Ukraine-Krieg im Liveticker+++ 05:43 Bedrohung aus Russland: Drei Bundesländer wollen von Finnland lernen +++
Angesichts russischer Bedrohungen wollen sich Regierungsvertreter aus Niedersachsen, Thüringen und Bremen in Finnland über den Bevölkerungsschutz informieren.
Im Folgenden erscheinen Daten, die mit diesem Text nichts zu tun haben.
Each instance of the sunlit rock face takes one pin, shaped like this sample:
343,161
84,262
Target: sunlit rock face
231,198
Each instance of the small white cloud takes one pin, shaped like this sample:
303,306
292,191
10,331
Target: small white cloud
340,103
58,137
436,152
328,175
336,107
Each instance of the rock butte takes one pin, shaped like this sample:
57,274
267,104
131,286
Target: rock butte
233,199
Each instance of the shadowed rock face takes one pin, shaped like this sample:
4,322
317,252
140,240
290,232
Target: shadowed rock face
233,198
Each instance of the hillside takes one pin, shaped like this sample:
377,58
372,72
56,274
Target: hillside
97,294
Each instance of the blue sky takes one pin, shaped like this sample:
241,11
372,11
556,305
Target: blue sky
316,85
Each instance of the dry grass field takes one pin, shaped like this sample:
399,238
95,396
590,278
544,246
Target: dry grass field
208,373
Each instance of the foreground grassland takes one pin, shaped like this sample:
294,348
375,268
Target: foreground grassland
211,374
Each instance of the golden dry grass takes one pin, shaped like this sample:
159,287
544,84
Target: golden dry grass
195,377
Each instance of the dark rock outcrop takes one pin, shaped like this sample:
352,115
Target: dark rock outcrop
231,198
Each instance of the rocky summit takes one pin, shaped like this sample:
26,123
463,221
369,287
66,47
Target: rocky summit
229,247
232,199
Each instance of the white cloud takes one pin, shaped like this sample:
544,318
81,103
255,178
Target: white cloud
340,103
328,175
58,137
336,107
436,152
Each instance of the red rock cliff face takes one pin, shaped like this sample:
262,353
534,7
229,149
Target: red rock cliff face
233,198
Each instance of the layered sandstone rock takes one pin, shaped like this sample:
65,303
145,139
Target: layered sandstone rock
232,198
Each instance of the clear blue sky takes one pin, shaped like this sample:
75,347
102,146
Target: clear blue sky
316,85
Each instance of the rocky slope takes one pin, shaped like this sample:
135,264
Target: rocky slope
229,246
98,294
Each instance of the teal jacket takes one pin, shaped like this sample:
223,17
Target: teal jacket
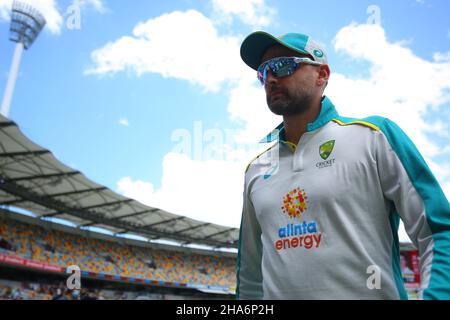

Heute treten Niedersachsens Innenministerin Daniela Behrens, ihr thüringischer Amtskollege Georg Maier und Bremens Innensenatorin Eva Högl - alle SPD - dazu eine viertägige Reise an. "Die Finnen verfügen schon aufgrund ihrer unmittelbaren Nachbarschaft zu Russland über vielfältige Erfahrungen im Umgang mit Bedrohungen, denen wir uns auch in Deutschland und in Niedersachsen immer stärker ausgesetzt sehen", sagt Behrens. "Ich bin mir sicher, dass wir von dieser Reise wertvolle Impulse für unser sicherheitspolitisches Handeln mitnehmen werden."
+++ 04:44 Banner auf Schloss Narva nennt Putin "Kriegsverbrecher" +++
An der Mauer von Schloss Narva in der estnischen Stadt Narva, mit Blickrichtung Russland, ist ein Banner mit der Aufschrift "Putin Kriegsverbrecher" angebracht worden. Laut Ukrinform erklärt die Direktorin des Narva-Museums, Maria Smorzhievski-Smirnova, das Banner sei gegen Mitternacht aufgehängt worden. Das Banner zum Europatag diene als Mahnung an den andauernden Krieg und die Kriegsverbrechen Russlands gegen das ukrainische Volk. Das Banner "Putin - Kriegsverbrecher" wurde erstmals am 9. Mai 2023 an der Burgmauer angebracht und blieb dort etwa eine Woche lang.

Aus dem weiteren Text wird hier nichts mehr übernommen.